3 months ago • 2:36 mins
Early last year, you could’ve thrown a dart at a list of altcoins to make your picks, and you’d still have seen some double in value within the week. But this so-called “altseason” is gone for now, with most digital assets currently crashing in value versus bitcoin. So let’s take a closer look at where the real opportunity is in the meantime…
The chart below shows bitcoin’s market size as a percentage of the broader crypto market – a.k.a. bitcoin dominance (BTC.D on TradingView). When the ratio is trending down, that means altcoins (i.e. crypto investments other than bitcoin) are mostly going up in value versus bitcoin. That’s an altseason. During these periods, you’d have made a lot more money holding a spread of smaller-sized cryptos than bitcoin alone.

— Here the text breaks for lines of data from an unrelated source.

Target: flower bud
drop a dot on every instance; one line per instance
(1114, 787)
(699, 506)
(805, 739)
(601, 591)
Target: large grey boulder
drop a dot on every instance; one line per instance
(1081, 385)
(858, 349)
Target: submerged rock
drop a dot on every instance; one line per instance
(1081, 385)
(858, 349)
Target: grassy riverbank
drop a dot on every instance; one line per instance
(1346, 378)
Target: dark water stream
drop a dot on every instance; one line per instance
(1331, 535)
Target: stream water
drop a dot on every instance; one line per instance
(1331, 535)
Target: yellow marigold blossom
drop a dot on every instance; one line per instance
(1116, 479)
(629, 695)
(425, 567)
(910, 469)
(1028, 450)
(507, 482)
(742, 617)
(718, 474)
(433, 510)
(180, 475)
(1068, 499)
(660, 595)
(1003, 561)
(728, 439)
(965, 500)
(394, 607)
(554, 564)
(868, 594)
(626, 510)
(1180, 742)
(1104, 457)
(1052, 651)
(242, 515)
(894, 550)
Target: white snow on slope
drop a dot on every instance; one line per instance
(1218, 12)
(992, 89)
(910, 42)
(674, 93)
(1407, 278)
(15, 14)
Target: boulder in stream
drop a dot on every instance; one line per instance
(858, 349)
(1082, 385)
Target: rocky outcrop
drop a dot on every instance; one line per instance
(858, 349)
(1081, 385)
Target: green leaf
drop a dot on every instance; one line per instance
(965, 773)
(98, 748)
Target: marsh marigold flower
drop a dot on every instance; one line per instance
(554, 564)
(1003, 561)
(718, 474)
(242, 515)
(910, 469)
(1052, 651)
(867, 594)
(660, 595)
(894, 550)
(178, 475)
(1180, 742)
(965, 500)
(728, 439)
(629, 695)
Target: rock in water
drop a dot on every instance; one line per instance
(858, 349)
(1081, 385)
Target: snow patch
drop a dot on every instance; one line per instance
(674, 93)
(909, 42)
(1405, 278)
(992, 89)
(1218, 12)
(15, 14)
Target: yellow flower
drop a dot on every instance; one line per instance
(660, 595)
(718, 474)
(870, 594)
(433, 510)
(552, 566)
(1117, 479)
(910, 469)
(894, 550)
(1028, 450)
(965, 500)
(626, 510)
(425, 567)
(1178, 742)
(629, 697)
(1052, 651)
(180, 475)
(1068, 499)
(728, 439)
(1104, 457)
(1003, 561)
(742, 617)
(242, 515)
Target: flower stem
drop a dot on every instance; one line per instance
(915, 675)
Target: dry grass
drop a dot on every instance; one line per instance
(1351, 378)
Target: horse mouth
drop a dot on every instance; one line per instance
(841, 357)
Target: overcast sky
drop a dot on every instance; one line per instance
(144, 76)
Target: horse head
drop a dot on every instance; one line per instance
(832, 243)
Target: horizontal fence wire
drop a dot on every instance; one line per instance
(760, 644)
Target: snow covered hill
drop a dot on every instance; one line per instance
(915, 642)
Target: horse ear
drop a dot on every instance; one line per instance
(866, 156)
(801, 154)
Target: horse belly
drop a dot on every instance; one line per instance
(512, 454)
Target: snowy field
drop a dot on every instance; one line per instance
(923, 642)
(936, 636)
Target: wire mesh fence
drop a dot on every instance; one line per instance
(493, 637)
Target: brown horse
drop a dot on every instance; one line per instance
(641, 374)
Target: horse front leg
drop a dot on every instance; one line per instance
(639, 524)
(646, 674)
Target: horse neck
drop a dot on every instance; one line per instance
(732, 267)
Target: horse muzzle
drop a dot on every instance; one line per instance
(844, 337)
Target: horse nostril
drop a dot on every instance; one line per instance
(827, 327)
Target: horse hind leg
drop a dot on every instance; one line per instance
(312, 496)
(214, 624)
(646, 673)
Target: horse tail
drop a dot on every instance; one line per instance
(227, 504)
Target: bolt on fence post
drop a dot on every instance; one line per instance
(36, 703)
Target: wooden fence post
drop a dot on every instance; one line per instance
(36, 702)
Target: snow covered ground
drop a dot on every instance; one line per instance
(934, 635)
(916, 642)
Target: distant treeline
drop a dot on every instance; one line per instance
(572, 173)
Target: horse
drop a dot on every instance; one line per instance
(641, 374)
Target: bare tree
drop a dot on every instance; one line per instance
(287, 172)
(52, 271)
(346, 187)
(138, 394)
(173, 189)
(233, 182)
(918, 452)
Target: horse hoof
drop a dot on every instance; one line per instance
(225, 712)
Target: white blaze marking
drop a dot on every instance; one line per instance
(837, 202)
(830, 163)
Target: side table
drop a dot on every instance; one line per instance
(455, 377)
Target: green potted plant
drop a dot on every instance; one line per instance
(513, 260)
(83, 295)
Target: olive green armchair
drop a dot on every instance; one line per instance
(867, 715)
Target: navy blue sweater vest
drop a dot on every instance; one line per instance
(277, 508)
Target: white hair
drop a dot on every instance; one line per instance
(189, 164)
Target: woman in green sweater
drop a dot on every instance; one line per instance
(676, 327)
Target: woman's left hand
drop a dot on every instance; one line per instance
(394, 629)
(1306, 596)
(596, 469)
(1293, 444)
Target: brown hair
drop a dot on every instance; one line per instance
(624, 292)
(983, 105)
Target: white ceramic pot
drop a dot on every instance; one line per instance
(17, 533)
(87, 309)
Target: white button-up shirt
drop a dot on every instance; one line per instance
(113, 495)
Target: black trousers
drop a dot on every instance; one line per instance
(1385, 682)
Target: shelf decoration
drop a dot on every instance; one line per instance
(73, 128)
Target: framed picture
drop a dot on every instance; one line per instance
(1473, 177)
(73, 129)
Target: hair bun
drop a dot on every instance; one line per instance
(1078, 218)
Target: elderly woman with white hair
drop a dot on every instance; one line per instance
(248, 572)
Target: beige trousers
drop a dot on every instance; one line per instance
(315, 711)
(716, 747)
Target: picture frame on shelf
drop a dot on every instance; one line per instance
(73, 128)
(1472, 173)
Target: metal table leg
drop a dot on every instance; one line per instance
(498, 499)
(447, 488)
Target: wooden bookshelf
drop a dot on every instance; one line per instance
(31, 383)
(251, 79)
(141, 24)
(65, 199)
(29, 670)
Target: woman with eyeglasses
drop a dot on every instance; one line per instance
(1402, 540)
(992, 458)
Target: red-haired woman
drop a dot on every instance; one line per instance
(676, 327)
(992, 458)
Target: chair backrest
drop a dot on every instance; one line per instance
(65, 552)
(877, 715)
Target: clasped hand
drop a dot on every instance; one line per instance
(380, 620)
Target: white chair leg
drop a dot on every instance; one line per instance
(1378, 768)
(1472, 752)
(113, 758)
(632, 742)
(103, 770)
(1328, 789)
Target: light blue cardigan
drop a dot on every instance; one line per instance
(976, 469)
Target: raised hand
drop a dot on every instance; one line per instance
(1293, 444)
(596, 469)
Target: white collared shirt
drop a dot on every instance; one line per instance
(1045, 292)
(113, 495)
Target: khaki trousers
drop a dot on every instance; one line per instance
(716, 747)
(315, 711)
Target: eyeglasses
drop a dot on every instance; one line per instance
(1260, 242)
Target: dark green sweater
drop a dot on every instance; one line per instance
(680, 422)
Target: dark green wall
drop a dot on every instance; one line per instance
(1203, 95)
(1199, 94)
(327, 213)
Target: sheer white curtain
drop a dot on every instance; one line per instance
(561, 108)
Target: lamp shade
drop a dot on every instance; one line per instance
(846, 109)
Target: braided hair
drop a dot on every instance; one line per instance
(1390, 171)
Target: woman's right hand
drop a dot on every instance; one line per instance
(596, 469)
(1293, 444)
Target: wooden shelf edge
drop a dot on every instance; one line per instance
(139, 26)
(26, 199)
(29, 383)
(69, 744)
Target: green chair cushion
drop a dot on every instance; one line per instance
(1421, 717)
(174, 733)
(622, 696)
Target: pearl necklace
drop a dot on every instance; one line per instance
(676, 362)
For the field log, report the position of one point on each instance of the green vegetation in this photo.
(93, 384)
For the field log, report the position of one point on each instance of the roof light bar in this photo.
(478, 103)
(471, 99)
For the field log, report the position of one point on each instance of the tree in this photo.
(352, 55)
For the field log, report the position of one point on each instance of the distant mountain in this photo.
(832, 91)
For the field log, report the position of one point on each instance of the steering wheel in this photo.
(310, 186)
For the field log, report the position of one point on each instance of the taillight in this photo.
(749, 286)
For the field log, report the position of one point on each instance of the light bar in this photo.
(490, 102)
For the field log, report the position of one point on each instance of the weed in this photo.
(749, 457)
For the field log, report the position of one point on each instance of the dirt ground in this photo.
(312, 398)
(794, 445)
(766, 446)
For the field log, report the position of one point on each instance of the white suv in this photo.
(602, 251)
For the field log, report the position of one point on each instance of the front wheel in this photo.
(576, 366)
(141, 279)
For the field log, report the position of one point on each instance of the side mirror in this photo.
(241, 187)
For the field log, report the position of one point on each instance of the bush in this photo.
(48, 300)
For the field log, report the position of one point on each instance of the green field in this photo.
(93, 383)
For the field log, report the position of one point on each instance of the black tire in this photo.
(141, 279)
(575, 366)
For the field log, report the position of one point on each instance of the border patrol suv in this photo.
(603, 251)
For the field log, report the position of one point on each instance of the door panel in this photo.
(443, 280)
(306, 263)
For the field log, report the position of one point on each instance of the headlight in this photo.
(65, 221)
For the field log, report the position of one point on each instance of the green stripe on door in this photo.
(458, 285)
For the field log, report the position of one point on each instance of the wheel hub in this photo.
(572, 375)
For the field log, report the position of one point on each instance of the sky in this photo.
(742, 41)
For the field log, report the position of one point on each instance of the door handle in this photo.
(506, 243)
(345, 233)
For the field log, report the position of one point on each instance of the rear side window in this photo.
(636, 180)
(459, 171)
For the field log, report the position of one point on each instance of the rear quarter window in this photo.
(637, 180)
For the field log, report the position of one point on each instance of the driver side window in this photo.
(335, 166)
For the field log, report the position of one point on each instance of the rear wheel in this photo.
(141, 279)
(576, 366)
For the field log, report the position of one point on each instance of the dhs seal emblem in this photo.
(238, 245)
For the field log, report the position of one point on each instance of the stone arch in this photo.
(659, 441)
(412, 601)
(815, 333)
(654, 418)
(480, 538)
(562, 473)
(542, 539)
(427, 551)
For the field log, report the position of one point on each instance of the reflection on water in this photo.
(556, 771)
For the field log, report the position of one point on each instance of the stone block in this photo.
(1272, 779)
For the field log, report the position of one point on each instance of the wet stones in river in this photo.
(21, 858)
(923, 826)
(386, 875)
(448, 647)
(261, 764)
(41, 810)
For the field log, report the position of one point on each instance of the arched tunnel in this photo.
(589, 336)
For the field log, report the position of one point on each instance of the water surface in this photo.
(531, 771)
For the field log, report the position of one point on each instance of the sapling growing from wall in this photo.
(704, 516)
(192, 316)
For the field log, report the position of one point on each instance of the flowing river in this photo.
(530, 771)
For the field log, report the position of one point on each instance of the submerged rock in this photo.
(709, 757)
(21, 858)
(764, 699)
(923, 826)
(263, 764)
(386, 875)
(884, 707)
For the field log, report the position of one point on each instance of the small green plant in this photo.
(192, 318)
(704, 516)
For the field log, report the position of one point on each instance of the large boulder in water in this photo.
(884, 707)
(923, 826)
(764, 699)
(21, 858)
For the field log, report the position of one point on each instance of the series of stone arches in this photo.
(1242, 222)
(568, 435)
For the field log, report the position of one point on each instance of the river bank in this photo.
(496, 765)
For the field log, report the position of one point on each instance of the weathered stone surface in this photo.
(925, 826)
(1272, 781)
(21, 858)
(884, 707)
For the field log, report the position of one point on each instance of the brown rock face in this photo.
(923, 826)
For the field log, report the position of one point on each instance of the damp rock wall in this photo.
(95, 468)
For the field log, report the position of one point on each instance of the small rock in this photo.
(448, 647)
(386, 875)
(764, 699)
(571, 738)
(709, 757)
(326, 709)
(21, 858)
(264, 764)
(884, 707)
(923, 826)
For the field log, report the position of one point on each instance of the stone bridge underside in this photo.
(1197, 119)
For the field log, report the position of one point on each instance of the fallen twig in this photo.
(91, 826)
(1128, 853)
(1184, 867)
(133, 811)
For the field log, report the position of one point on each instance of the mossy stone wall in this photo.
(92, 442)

But when bitcoin dominance is going up, it works the other way around: the king takes the reins and the altcoins bow down – so in those periods, you’d have been way better off just owning bitcoin. That's bitcoin season.
Of course, that doesn’t mean you would have always made profits in US dollars. Bitcoin could be falling versus the dollar – like it has been lately – while altcoins fall even harder.
The table below lays out the different relationships between bitcoin dominance and bitcoin’s price, and the impact those two have on altcoin prices.
Bitcoin dominance fell sharply during the recent crypto bull market: from a high of about 74% in December 2020 to a low of 39% in January this year. Right now, it’s sitting at around 46% and is in a new uptrend – hitting higher highs and higher lows. The chart below shows what’s going on here, with each bar representing one week’s worth of movement in the metric.
While bitcoin dominance may pull back every now and then in the short-term (as altcoins briefly bounce against bitcoin), it certainly looks like it’s already put in a long-term low. In other words, bitcoin season is upon us, so you might be waiting a while for altcoins to steal the show.
For one thing, inflation is up, so the Federal Reserve (The Fed) and other central banks are raising interest rates and tightening their balance sheets to try to cool those price hikes. And although bitcoin hasn’t worked so well as an inflation hedge of late, it’s still perceived as the best inflation hedge in crypto. There’s also a lot less free cash sloshing around to inflate the higher-risk altcoin market.
For another, institutional investors are a lot more comfortable with bitcoin than they are with smaller-cap altcoins. Bitcoin has been battle-tested the longest, is usually less volatile, and has a much larger market size than the rest. And we’ve seen this recently with on-chain data, where the largest crypto whales (likely institutions) have been buying bitcoin’s dip.
The crypto market also tends to follow a natural cycle. When it’s in a bear market – like right now – bitcoin soaks up a lot of the altcoins as investors favor bitcoin’s relative price stability.
Then at the start of crypto bull markets, investors tend to field their most experienced player first (i.e. bitcoin). Next off the bench come the larger, “layer 1” protocols like Ethereum, Solana, and Polkadot. And finally they’ll give playing time to the more speculative, smaller-sized projects with more upside potential. That’s because generally once investors have profited from the perceived “safer” investments, they’re inclined to take more risks.
Think back to the end of 2020, for example, when bitcoin ran from $10,000 to $40,000. Most altcoins lagged behind – even though they were still gaining value against the dollar. Then in the first quarter of 2021, bitcoin went from $40,000 to over $60,000 while altcoins multiplied and multiplied.
If past cycles are anything to go by, there could be an easy way to play this. When the bull market eventually comes roaring back, it's likely bitcoin will lead the charge at first, so it might be worth accumulating more bitcoin than altcoins now at these lower levels. It’s also the safer play while we're still in this bear market, as altcoins could fall a lot more than bitcoin while it tries to find a low.
So holding bitcoin is not only less risky right now than altcoins, but it also might generate more upside in the first leg of the next bull run. Then later in the game – when bitcoin dominance is much stronger – it might be worth switching more of that bitcoin into altcoins.
True crypto fortunes are made in bear markets – not bull markets – by gradually buying into projects with great fundamentals when they’re cheap. But the bitcoin dominance chart suggests most (but not all) altcoins could still get a lot cheaper relative to bitcoin in the coming months. So on the bright side, there may still be plenty of time to double down into your favorite higher-risk plays.